Den verloren gegangenen Lebensraum zu ersetzen, sei ein Grund für die Winterfütterung. Zwei weitere sind, die Tiere (von den Tourismusstätten weg) zu lenken und ihr Verhungern zu verhindern. Den Vorwurf, die Jäger mästen sich dadurch ihre Trophäen, will er daher nicht gelten lassen.

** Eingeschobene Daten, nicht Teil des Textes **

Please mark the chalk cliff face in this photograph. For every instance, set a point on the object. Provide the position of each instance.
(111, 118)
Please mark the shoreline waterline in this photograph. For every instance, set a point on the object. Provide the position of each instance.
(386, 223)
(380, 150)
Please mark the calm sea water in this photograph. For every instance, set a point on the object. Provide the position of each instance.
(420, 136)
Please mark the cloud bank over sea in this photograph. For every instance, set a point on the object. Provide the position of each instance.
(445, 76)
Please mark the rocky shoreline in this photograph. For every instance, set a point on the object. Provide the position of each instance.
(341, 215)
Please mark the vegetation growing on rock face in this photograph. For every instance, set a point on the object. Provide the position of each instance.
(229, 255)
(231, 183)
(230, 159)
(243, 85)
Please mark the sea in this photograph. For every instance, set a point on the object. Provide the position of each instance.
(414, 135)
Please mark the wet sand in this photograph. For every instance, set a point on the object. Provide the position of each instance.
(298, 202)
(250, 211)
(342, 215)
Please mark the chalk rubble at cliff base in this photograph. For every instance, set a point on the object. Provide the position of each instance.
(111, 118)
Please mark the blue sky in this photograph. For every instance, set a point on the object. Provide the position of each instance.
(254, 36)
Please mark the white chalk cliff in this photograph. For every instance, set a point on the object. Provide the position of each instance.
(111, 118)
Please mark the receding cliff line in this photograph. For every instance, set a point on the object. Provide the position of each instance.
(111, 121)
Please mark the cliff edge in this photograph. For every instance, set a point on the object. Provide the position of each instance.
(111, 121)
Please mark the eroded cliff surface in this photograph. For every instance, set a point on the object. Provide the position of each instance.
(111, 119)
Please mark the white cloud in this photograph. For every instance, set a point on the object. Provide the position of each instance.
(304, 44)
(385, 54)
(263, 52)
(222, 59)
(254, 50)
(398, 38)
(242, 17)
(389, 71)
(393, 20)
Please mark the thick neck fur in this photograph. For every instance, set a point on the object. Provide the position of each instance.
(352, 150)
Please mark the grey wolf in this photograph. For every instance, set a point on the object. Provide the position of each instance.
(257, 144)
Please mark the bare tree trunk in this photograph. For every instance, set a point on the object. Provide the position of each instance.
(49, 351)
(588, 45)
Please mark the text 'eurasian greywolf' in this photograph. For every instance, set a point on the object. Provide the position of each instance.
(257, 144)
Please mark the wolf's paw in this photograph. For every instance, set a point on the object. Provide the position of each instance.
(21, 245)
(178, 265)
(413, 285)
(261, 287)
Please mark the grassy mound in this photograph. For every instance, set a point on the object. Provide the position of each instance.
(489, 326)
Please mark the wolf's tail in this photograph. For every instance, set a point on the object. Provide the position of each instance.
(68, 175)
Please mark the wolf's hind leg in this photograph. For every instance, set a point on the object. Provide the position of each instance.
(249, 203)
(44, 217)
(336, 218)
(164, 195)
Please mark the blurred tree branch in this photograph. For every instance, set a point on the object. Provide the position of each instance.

Besucherlenkung oder Touren, die keine sind

Ein Bewusstsein für den Problembereich Mensch/Wild hat man durchaus auch beim OÖ Tourismus, wo man versucht, Naturräume erlebbar zu machen. Hier setzt man auf Akzeptanz. „Wir wissen, dass nicht überall alles geht“, sagt Christian Schilcher vom Bereich Strategie und Tourismusentwicklung. Die Besucherlenkung sei ein großes Thema – und hier vor allem die digitale.

Dabei zeigt sich ein neues Problem. Touren, die eigentlich gar keine sind, werden online gepostet und sind so für die Öffentlichkeit verfügbar. Das führe nicht nur zu Bergrettungseinsätzen, weil sich Wanderer wegen falscher Wegbeschreibungen verirren, sondern auch zu unerwünschten Mensch-Tier-Begegnungen. Eine Bestrebung ist es daher, falsche Touren aus Apps, etc. zu entfernen. Gemeinsam mit dem Alpenverein sei dies bei sechs „Nichttouren“ bereits geglückt.

Zu den fehlgeleiteten Sportlern kommen aber auch jene dazu, die auf Beschilderungen pfeifen und ihre eigenen Spuren ziehen wollen. „Das sind aber nur etwa zwei Prozent, alle anderen halten sich daran“, stellen Sieghartsleitner und Schilcher den meisten Freizeitsportlern dann doch ein gutes Zeugnis aus.